Purveyor of Bollocks to the Crowned Heads of Europe
Friday, 28 November 2014
99 percent of antique-dealers are rotters
I have been looking after these dogs for about 25 of their 377 years of existence, and between yesterday and today, I have spent a solid 6 hours beginning an attempt to secure their future for when I am no longer able to.
There are three of them, and this is the only one which has not needed my physical care and attention in it's long life, mainly because it is a lot beefier than its brothers, and also a lot higher up, out of reach of malicious hands.
They currently belong to a local government, who purchased the wall they sit on in order to demolish it in a road-widening scheme, but they have since built a by-pass and these dogs are - almost literally - mill-stones around their necks.
I have begun the long and tortuous process of getting them listed so that they cannot - as I have stopped twice in the past - be taken down and sold to antique-dealers of the most unscrupulous kind.
The two I know of would sell their mothers for a profit, and one of them actually said to me, "What good are they up there? Far better that they are taken down and appreciated for what they really are." Yeah, right.
Another one came into my workshop about 20 years ago and when he spotted the dog, his eyes flashed for an instant - like Gollum's - before he professionally composed himself and asked what it was doing there with an air of disinterest.

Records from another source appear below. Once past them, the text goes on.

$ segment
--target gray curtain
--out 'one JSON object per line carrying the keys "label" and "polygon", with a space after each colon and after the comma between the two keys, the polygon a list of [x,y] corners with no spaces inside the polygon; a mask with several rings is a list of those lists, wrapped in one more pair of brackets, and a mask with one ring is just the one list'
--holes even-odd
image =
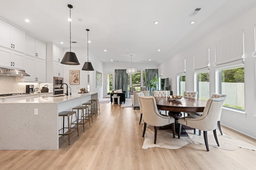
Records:
{"label": "gray curtain", "polygon": [[[155,77],[158,77],[158,69],[145,69],[145,76],[146,80],[146,88],[147,90],[150,90],[149,87],[148,86],[148,81],[153,79]],[[154,88],[154,90],[157,90],[158,89],[158,84],[157,84],[156,87]],[[152,95],[152,92],[150,90],[150,95]]]}
{"label": "gray curtain", "polygon": [[126,71],[126,69],[115,70],[115,89],[125,91],[125,98],[127,98],[128,74]]}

"Is it for sale?" There was a distinct but forced tone of 'I will take it off your hands' in his voice. I said that it was, indeed, for sale, but I was not going to part with it for less than £xxx. I deliberately undervalued it by a factor of about 2000, and his response was very revealing.
"Does that include the restoration?"
I sweetly smiled at him and he realised he had been had.
"YOU FUCKING BASTARD!" He returned to his old self as if he had just picked up The Ring, and stormed out. He has never forgiven me.
The other dealer was once tangentially involved with an article I made for a super-famous musical and theatrical impresario, when I was called to his converted priory to discuss a fountain bowl he needed as a water-feature in the garden.
We went into the garden, then Sir X pointed to an extremely large, male, stone figure in one corner which he had just bought from the dealer for around £50,000, saying that the bowl needed to compliment some details on the '17th century statue'. The statue was made of Vicenza stone, and easily recognisable as being no older than about 30 years, and worth no more than about £5000 tops.
The bastard dealer had put me in a very difficult position indeed, and the gardener gave me a sideways look which I furtively returned. Should I tell Sir X and embarrass him, or should I just keep my mouth shut and hope for the worst?
Of course, it would only be a matter of time before Sir X learned the truth of the matter, and it would be an even shorter period of time before he understood that I had been in some way complicit in the deal, whether I had been or not.
I have not heard from Sir X since, so I think that time has passed.